I am stuck on this topic for a while now: How can I get more details on where response time burns.
My Problem is the extreme variance in response times. Sometimes it takes the server 5 or 10 seconds or more to respond (esp. for the first call). Firebug marks this time mostly as "waiting". When I check localhost/server-status (where this delay occurs as well), most slots are occupied - but half a second later, they're free, again. I can hardly imagine that there are so many load spikes to explain this behavior.
Another strange thing: There are requests for 100K JPG images that sometimes - according to server-status - take 1, 2, or even 10 seconds to perform (column Req). At the same time, PHP scripts that include some CPU load, are handled in 100 ms or less (well, others also need 1 or 2 seconds). Requests to other (smaller) GIF or PNG images are even listed with a time of 0 ms.
This is where I am stuck: Is there any way to see what takes 10 seconds to send a simple JPG image?

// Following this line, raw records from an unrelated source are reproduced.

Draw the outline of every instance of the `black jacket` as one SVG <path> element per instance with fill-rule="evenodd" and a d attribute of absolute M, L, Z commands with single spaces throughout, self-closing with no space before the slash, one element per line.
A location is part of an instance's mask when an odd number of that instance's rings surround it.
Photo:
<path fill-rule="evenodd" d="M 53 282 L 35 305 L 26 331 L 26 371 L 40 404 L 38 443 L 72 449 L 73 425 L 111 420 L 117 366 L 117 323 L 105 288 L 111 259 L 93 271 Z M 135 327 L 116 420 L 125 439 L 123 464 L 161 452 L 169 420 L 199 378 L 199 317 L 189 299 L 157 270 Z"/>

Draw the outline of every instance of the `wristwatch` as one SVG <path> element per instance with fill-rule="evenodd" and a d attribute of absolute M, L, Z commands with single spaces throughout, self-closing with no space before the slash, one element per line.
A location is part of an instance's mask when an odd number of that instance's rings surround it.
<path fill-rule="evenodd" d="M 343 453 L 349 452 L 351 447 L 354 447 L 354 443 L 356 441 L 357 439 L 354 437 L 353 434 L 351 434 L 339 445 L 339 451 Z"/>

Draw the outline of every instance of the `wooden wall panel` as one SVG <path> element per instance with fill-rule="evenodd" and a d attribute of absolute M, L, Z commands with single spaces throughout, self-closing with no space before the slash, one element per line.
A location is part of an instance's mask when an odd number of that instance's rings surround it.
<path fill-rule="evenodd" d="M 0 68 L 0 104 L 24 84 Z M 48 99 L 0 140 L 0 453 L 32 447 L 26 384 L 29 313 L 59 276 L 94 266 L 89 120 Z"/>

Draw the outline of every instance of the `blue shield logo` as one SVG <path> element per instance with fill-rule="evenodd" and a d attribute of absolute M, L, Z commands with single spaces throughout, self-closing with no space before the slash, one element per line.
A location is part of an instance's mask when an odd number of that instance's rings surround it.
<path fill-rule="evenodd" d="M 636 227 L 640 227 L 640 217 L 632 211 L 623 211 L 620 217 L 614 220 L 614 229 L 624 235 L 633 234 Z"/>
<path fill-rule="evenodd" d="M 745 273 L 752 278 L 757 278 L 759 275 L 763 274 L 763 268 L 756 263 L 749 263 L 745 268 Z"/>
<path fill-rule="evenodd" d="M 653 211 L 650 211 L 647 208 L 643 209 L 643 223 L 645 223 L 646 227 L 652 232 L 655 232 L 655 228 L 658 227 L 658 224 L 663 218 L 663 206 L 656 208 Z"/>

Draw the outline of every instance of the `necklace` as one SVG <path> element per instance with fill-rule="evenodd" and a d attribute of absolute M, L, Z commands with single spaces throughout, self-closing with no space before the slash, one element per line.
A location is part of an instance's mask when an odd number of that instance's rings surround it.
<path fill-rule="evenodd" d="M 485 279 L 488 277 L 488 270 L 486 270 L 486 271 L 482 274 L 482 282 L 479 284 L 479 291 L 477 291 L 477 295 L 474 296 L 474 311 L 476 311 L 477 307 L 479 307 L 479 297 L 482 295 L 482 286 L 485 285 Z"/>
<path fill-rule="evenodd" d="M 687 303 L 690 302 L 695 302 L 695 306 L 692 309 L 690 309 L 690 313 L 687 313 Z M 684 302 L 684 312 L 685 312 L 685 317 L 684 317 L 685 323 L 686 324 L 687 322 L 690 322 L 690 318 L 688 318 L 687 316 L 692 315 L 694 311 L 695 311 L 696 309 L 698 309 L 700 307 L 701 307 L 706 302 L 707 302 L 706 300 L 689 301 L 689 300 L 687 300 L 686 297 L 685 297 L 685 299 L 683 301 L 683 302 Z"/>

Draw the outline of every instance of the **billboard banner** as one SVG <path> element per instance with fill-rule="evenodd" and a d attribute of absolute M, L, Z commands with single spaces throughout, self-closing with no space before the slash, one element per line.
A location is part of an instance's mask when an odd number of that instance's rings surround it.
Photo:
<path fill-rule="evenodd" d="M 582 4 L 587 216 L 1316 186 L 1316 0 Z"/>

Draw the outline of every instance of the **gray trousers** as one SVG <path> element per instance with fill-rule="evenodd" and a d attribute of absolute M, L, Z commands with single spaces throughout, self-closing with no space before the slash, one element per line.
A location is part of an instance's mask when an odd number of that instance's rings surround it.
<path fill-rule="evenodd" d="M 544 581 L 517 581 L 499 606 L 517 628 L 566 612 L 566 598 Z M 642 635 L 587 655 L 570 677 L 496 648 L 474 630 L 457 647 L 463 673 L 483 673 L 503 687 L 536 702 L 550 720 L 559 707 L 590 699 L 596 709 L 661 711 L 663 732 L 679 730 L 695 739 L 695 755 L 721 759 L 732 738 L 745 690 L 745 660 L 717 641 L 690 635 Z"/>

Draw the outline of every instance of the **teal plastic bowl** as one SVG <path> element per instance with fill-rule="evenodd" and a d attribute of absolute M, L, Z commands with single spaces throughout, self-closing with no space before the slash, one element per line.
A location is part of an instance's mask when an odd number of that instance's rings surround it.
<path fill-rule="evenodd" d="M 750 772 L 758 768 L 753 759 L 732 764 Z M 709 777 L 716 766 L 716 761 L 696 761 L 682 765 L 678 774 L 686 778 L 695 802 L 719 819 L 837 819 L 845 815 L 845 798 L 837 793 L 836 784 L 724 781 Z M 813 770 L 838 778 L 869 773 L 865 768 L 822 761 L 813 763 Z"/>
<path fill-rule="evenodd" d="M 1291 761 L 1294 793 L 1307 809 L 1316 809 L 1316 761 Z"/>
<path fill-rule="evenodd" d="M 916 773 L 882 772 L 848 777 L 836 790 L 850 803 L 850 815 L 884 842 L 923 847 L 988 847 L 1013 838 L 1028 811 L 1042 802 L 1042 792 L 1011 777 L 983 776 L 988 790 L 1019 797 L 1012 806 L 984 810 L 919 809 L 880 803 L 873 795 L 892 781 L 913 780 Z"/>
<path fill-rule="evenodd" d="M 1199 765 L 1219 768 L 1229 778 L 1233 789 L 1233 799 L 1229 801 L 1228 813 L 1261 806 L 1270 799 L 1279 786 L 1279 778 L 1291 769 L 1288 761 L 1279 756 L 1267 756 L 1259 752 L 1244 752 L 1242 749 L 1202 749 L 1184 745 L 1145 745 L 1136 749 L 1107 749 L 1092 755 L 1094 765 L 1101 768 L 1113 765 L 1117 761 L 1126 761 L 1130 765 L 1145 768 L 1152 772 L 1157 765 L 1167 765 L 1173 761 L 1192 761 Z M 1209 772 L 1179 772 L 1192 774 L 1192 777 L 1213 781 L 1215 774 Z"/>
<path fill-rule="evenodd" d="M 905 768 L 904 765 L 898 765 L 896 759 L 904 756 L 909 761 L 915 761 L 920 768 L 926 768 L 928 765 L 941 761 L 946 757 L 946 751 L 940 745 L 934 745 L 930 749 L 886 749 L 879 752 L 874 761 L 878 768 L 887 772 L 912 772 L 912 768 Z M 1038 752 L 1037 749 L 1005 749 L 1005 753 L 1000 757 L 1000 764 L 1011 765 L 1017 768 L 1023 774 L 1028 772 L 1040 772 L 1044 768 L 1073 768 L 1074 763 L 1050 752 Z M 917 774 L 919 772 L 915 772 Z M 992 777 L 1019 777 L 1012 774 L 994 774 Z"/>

Thanks for your good ideas!
-
System: I am talking about an Apache 2 webserver on Debian Linux (Sequeeze) that mostly delivers PHP scripted pages and images. The server is running on a VPS at a professional Germany server hoster. There is no memory swapping on the server (as far as I can see from the stats) and CPU load is not especially high (uptime reports a value around 3 that can rise to about 32 under extreme load - I think it should be an 8-CPU system). Of course, I can never be sure what the other VPSs on the server do.
Special Settings: Notably the server is sending all data via SSL. I further reduced keep-alive time to 1 seconds, because users typically spend very much time on each page (30-60 sec.) and keeping these connections alive after the image(s) are retrieved would quickly exhaust the server's memory (or the 2 GB I may use on the VPS). Due to larger PHP scripts, a typical thread takes up 20 MB of RAM. Therefore there are only 50 server slots (MaxClient) of which 35 support keep-alive.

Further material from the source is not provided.